What I see is a clogging waiting to happen. You have way too much going on in your header box. The expanded metal is going to slow down your material too much. The miner's moss below is making it worse. You are going to have a muddy, possibly clay filled header box in no time. You should do a slick plate in your header box. That will get material moving. If you don't get a slick surface going, you are going to spend more time cleaning the header box out by hand than you will shoveling. Once you get that tested and fixed, then you will need to look at the transition zone between your header box and the sluice. Over the internet, it doesn't look like it is going to work. It looks like it will boil over, and force a portion of your grizzled, or screened material over the sides of the machine before it gets down the sluice. You could fix that with longer grizzly bars, a deeper drop to the sluice, or lower water.
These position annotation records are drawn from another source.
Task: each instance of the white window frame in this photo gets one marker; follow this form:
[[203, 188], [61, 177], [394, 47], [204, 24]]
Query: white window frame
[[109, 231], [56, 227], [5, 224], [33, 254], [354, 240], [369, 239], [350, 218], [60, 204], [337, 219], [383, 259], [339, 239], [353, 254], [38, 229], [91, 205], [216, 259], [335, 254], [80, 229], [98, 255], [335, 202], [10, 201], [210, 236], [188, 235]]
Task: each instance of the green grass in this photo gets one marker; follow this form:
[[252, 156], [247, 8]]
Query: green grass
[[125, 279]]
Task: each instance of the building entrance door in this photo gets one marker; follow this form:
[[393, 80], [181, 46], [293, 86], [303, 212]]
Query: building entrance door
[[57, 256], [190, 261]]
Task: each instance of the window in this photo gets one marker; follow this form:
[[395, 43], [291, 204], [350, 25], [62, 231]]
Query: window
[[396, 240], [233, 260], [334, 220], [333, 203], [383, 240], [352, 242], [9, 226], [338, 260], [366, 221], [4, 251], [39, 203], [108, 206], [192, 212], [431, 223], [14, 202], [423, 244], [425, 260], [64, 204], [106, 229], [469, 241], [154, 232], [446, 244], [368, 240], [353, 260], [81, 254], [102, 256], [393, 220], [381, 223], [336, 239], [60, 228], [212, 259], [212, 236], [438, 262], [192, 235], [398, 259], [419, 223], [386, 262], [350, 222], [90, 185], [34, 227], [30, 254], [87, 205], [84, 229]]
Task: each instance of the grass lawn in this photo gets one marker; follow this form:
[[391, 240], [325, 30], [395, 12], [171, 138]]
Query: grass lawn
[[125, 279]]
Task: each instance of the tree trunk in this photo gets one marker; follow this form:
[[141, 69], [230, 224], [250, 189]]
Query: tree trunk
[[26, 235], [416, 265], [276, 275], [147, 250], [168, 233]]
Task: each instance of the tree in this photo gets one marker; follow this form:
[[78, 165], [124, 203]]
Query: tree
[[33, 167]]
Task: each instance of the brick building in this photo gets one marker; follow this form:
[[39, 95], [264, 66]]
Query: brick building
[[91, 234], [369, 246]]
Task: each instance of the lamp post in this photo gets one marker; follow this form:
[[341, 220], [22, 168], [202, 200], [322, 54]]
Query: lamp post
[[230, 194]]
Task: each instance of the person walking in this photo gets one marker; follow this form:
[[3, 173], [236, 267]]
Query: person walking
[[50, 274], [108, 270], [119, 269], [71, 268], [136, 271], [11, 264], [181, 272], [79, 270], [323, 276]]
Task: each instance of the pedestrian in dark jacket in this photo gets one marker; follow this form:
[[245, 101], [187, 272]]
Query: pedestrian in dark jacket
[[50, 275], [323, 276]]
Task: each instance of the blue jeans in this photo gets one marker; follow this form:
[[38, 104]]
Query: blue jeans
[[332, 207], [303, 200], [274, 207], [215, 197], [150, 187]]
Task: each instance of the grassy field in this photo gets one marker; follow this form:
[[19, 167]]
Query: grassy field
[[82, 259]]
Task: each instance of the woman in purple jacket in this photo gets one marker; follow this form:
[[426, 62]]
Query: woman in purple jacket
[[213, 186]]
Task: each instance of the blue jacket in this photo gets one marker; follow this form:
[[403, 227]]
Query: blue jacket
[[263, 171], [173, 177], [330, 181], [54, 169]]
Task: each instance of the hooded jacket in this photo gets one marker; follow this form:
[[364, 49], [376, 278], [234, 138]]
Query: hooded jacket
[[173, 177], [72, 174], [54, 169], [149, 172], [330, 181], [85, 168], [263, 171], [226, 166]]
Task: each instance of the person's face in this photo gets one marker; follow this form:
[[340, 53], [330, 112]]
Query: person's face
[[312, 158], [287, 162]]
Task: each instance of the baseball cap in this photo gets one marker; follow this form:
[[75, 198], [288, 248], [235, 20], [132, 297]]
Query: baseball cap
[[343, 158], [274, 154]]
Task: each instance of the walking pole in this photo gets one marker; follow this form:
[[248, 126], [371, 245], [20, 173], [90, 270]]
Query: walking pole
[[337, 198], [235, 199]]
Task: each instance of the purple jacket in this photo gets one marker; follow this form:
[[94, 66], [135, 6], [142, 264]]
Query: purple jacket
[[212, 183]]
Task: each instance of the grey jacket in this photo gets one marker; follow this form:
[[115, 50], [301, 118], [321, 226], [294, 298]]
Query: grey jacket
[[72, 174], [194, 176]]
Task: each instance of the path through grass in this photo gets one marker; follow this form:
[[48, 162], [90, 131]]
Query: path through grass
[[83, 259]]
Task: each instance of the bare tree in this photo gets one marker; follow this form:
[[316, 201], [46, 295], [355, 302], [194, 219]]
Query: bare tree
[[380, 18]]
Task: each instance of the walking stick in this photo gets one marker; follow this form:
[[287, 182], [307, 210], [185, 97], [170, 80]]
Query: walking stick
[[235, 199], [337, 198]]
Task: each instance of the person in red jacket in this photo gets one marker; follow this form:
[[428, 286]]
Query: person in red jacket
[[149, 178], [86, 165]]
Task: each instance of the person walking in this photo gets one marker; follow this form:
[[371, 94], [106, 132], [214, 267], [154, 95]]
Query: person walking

But, water depth is going to be predicated by what the sluice box will require to move material efficiently, and keep the riffles clear. Clogged riffles won't do you any bit of good. Or catch anything.
So, in summary, take out all the layers you have in the header box, then give it a test run. Look for how quickly the riffles stack up with material and clear out. Then, if that works well, look at how much material you are loosing out the sides at the header box/sluice transition.
Take this all with a grain of salt, and if any others have differing opinions, please chime in. I am only living by Hoser's life's story.